Neerlandia. Jaargang 102
(1998)– [tijdschrift] Neerlandia– Auteursrechtelijk beschermd
[pagina 12]
| |
‘Hij kent de kneepjes van het parlementaire vak als geen ander.(...) Hij heeft een duidelijke eigen kijk op wat gebeurt en op wat zou moeten gebeuren. Hij heeft geen schrik om met anderen van mening te verschillen. Niet om er een welles-nietesspelletje van te maken, maar om tot een echte dialoog te komen, om te zoeken naar wat er ondanks de verschillen toch gemeenschappelijk kan zijn.’ In deze zinnen gaat het over de ondervoorzitter van het Vlaams Parlement en gewezen burgemeester van de grensgemeente Essen, Herman Suykerbuyk. Ze komen uit de pen van minister-president Luc van den Brande en staan te lezen in zijn boek Ongewone tijden: open brief aan de Vlamingen (Lannoo, 1996). Op 10 oktober 1998 wordt in de Handelsbeurs in Antwerpen een academische zitting gehouden n.a.v. dertig jaar politieke bedrijvigheid van Suykerbuyk. Bij die gelegenheid verschijnt het Festschrift’ ‘Ogen op de rug’ - ooit de titel van een boekje van A. den Doolaard. In zijn brieven plaatst Suykerbuyk onder zijn naam: ‘Vlaams volksvertegenwoordiger’. Journalist Derk Jan Eppink noemde hem eens ‘de flamingant van dienst’ bij de CVP. Suykerbuyk heeft zich altijd ingezet voor de samenwerking tussen Nederland en Vlaanderen. Hij is lid van het hoofdbestuur van het ANV en voorzitter van de ANV-werkgroep ‘Grensverkeer’. ● Guido Logie | |
[pagina 13]
| |
Achteraf is 't makkelijker praten, zegt Herman Suykerbuyck, Vertrekkend bij het begin van zijn politieke carrière in 1968, toen hij uiteraard nog slechts kon dromen van een Vlaams Parlement, komen we bij het Egmontpact van 1977 terecht. H. Suykerbuyk: ‘Op bepaalde punten ging dat pact vrij ver, dat vergeet men soms. Men begreep al vlug dat de zwakte van het Egmontpact lag in de beslissingen die men nam i.v.m. de Brusselse Rand. Het inschrijvingsrecht, de zogenaamde Egmontgemeenten. De faciliteiten bleven, ze zouden niet versterkt worden. Voor het Front des Francophones, dat toen in volle glorie in de coalitie zat, was dit al een grote toegeving. Een aantal gemeenten in Vlaams-Brabant werd “begiftigd” met het inschrijvingsrecht: de Franstaligen konden van de faciliteiten genieten die de anderen hadden. Het was ook tijdelijk, maar we weten nu naderhand wat tijdelijk betekent. De zwakte zat ook in Brussel zelf. Men was tot op een bepaald niveau tot goede afspraken gekomen, maar men heeft toen - en nu nog niet - een vertegenwoordiging op het lokale vlak kunnen bereiken. Wat men toen zei, moet men nu nog altijd zeggen: de eigenlijke macht in Brussel ligt voor een groot gedeelte in de handen van de negentien burgermeesters met hun negentien administraties. De Vlaamse Beweging heeft een grote rol gespeeld in het kelderen van het Egmontpact.’
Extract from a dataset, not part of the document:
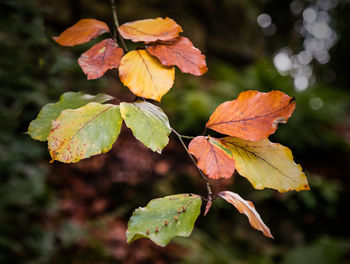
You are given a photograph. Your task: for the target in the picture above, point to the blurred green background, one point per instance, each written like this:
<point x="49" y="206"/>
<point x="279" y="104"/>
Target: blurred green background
<point x="58" y="213"/>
Is het volgens u een goede zaak geweest dat de Vlaamse Beweging het Egmontpact kelderde?
‘Ja, ik denk het wel. We leven in een vreemd land, waar een meerderheid zich in een aantal opzichten moet gedragen als een minderheid. Het heeft uiteraard te maken met de grotere kracht en uitstraling van de “Francité”, van de Franse cultuur...’
Heeft het ook niet heel veel met zelfbewustzijn te maken? Hebben de Vlamingen daar niet een groot gebrek aan?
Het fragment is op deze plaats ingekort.